Di sepanjang pinggiran barat laut Negeri Raungan Iblis, ada sebuah benteng. Bangunan itu kasar dan primitif, berupa tumpukan batu sederhana yang belum dipahat. Tapi itu sama besar dan kokohnya dengan benteng mana pun di benua itu. Di atas benteng berdiri seekor singa. Iblis itu berjalan dengan dua kaki, mengenakan zirah perak, dan memakai surai perak. Dia bersandar pada pedang kasar, lempengan obsidian sederhana, ditancapkan ke batu di bawahnya.

"Komandan Cargikk." Iblis kupu-kupu seukuran manusia menukik ke darat, berbicara kepada singa—Cargikk, salah satu dari tiga komandan dan iblis yang terkenal sebagai yang paling kuat yang masih hidup. “Pahlawan Enam Bunga bertemu dengan Tgurneu. Pertempuran pertama ini merupakan kemenangan bagi para Pahlawan. Tgurneu kehilangan lebih dari dua ratus pengikut dan melarikan diri.”

“Laporanmu tidak diperlukan,” kata Cargikk. “Laporkan saja kepadaku jika Tgurneu mati atau berhasil membunuh salah satu Pahlawan.”

"Dimengerti." Karena tidak memiliki leher, utusan itu menundukkan antenanya.

Cargikk memandang ke arah langit timur, tempat matahari pagi terbit, dengan ekspresi tidak senang. “Aku tidak mengharapkan apa pun dari Tgurneu.
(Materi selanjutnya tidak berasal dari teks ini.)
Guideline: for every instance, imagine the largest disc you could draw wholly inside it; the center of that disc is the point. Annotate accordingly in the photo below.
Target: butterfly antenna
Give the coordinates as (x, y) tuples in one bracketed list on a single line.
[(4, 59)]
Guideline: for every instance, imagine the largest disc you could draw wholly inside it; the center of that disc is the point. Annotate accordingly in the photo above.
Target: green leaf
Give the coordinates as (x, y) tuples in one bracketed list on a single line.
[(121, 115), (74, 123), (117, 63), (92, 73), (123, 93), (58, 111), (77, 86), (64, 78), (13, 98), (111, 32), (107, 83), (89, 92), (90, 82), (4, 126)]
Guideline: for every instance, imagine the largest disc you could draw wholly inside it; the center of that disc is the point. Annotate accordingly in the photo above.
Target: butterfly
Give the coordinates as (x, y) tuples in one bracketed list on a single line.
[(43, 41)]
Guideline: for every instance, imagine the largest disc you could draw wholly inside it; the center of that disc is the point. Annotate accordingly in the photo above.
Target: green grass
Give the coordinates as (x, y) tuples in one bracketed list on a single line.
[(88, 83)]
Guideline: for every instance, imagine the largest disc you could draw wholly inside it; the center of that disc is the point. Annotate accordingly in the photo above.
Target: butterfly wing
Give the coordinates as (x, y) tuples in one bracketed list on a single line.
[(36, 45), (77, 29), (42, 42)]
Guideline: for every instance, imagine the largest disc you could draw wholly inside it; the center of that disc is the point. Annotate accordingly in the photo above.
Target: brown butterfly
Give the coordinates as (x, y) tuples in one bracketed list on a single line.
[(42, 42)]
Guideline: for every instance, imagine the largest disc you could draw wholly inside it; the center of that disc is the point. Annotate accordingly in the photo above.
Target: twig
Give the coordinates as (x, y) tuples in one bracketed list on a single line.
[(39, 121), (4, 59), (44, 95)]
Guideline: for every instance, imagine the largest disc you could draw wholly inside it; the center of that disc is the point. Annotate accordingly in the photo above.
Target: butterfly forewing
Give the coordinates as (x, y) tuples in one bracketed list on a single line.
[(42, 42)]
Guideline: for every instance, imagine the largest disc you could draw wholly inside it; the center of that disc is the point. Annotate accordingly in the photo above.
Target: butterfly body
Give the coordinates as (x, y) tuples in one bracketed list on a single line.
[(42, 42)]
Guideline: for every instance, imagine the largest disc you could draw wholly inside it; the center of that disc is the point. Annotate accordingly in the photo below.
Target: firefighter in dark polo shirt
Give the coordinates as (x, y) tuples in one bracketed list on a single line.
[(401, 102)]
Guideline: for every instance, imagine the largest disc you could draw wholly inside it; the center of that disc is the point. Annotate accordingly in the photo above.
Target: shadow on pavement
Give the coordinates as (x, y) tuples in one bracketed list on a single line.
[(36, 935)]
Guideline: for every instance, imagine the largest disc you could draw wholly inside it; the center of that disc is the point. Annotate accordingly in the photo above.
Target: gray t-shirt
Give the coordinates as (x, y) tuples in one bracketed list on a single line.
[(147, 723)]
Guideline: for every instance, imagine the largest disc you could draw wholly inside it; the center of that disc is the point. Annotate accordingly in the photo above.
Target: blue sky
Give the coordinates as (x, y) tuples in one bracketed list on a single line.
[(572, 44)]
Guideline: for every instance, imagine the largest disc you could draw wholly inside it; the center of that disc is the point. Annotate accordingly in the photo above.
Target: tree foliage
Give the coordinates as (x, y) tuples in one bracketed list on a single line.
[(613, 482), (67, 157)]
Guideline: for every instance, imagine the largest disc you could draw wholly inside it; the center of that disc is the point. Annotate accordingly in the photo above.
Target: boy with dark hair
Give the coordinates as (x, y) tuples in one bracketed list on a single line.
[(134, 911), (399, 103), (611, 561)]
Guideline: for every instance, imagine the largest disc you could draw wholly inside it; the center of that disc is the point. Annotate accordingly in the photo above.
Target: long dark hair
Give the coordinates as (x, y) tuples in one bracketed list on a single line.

Kegagalan tidak bisa dihindari.”

"…Memang begitu."

“Pertempuran adalah benturan jiwa. Kau menyia-nyiakan hidupmu, membawa kematian di sisimu sebagai hal yang biasa, dan menantang musuhmu dengan pikiran kosong tanpa pikiran yang lain. Begitulah cara kemenangan dimenangkan. Saat Cargikk menatap langit timur, ada kemarahan di matanya. Uap merah-hitam menyembur dari mulutnya, dan kabut tipis muncul dari seluruh tubuhnya. “Tgurneu membuat rencana untuk memastikan hanya kelangsungan hidupnya sendiri saat dia mencoba untuk mengumpulkan kemenangan terkecil. Tindakannya tidak berbeda dengan pengecut biasa!” Percikan api yang berhamburan menghanguskan sisik-sisik iblis kupu-kupu. Masih melihat ke timur, Cargikk melanjutkan. “Tidak—Tgurneu sangat menyayangi nyawanya sendiri, tetapi dia dengan tenang membuang nyawa saudara-saudaranya. Dia jenis yang tercela bahkan lebih rendah dari pengecut! Seharusnya aku membunuhnya pada hari itu dua ratus tahun yang lalu!” Kemarahan sang komandan tidak diarahkan pada Pahlawan Enam Bunga—melainkan pada Tgurneu, yang bertempur di pihak yang sama dengan Cargikk.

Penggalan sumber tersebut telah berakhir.